93. Textual. Elis: northwestern part of the Peloponnesus. Alpheüs: a river of Elis flowing to the Mediterranean. The river Alpheüs does in fact disappear under ground, in part of its course, finding its way through subterranean channels, till it again appears on the surface. It was said that the Sicilian fountain Arethusa was the same stream, which, after passing under the sea, came up again in Sicily. Hence the story ran that a cup thrown into the Alpheüs appeared again in the Arethusa. It is, possibly, this fable of the underground course of Alpheüs that Coleridge has in mind in his dream of Kubla Khan:

In Xanadu did Kubla Khan
A stately pleasure-dome decree:
Where Alph, the sacred river, ran
Through caverns measureless to man,
Down to a sunless sea.

In one of Moore's juvenile poems he alludes to the practice of throwing garlands or other light objects on the stream of Alpheüs, to be carried downward by it, and afterward reproduced at its emerging, "as an offering To lay at Arethusa's feet."

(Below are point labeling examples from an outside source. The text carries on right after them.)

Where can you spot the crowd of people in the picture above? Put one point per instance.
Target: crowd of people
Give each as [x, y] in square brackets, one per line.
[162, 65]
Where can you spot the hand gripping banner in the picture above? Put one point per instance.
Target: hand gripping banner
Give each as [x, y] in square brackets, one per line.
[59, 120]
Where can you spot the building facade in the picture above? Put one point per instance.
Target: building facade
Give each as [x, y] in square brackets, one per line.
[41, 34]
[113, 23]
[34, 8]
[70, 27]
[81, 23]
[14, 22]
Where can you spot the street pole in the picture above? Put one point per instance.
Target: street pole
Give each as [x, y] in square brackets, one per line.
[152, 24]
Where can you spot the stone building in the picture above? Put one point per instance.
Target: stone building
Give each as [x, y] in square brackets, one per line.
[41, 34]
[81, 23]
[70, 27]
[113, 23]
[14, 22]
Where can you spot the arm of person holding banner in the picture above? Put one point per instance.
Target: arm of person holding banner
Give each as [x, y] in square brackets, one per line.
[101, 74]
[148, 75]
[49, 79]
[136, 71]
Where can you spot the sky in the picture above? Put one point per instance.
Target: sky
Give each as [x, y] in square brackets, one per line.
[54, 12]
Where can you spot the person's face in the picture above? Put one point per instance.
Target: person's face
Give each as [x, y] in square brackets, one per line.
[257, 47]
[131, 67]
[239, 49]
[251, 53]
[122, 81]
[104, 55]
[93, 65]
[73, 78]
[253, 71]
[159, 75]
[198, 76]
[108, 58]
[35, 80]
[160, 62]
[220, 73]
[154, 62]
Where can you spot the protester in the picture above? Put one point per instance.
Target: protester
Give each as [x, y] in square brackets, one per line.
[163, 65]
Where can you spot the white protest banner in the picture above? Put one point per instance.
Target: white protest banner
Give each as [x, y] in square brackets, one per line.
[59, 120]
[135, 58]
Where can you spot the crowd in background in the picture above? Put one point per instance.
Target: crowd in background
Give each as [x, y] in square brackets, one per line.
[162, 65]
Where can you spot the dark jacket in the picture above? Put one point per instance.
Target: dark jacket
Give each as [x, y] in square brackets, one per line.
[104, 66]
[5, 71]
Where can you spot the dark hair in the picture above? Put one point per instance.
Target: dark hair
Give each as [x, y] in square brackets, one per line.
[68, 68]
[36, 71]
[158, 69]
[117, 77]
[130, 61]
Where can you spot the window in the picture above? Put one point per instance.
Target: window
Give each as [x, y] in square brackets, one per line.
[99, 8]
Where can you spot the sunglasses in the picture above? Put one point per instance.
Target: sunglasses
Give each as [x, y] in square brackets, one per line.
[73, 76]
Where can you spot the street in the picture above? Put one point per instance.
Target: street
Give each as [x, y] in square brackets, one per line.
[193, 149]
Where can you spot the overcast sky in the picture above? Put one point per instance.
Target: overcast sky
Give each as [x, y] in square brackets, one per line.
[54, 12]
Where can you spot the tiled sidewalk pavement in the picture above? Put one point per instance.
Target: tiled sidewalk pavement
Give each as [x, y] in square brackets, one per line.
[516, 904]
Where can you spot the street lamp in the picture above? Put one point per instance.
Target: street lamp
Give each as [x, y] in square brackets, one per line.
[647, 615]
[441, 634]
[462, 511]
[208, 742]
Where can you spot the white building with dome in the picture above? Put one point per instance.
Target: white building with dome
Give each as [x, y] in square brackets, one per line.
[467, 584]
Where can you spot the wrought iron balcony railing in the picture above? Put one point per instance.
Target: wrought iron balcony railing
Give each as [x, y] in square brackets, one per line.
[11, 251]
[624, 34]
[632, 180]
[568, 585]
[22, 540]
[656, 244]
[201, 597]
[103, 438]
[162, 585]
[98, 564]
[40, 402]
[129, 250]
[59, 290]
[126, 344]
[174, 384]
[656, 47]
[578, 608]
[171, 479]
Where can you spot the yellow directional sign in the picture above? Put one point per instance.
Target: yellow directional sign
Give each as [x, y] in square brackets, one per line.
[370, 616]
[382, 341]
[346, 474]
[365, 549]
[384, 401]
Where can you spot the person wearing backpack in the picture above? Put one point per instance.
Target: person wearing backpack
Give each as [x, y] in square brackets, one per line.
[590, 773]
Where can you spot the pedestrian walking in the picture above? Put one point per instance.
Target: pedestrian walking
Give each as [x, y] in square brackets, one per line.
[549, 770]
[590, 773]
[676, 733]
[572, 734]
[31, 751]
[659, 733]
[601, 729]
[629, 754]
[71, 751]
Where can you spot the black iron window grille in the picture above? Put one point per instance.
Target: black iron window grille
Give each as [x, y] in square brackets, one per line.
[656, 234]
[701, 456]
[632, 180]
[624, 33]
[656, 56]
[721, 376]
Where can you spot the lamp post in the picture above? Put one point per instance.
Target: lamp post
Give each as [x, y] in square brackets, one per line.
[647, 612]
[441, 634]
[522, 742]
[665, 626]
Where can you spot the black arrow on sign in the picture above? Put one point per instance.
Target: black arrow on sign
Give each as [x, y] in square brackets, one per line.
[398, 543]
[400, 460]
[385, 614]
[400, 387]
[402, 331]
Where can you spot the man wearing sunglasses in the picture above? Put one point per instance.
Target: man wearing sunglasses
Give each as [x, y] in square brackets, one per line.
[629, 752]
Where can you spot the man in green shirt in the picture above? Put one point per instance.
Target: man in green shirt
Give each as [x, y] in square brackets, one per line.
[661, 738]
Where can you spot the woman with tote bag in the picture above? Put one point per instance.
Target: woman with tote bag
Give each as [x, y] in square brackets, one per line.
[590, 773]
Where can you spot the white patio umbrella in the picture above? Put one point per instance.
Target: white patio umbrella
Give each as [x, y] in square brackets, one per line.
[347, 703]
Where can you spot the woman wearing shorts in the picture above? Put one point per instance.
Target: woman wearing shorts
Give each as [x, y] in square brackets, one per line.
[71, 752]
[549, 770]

The Acroceraunian Mountains are in Epirus in the northern part of Greece. It is hardly necessary to point out that a river Arethusa arising there could not possibly be approached by an Alpheüs of the Peloponnesus. Such a criticism of Shelley's sparkling verses would however be pedantic rather than just. Probably Shelley uses the word Acroceraunian as synonymous with steep, dangerous. If so, he had the practice of Ovid behind him (Remedium Amoris, 739). Mount Erymanthus: between Arcadia and Achaia. The Dorian deep: the Peloponnesus was inhabited by descendants of the fabulous Dorus. Enna: a city in the center of Sicily. Ortygia: an island on which part of the city of Syracuse is built.

Illustrative. Milton, Arcades, 30; Lycidas, 132; Margaret J. Preston, The Flight of Arethusa; Keats, Endymion, Bk. 2, "On either side out-gushed, with misty spray, A copious spring."

95. See genealogical table E for Actæon. In this myth Preller finds another allegory of the baleful influence of the dog days upon those exposed to the heat. Cox's theory that here we have large masses of cloud which, having dared to look upon the clear sky, are torn to pieces and scattered by the winds, is principally instructive as illustrating how far afield theorists have gone, and how easy it is to invent ingenious explanations.

Illustrative. Shakespeare, Merry Wives, II, i; III, ii; Titus Andronicus, II, iii; Shelley, Adonais, 31, "Midst others of less note, came one frail Form," etc., a touching allusion to himself; A. H. Clough, Actæon; L. Morris, Actæon (Epic of Hades).

96. Chios: an island in the Ægean. Lemnos: another island in the Ægean, where Vulcan had a forge.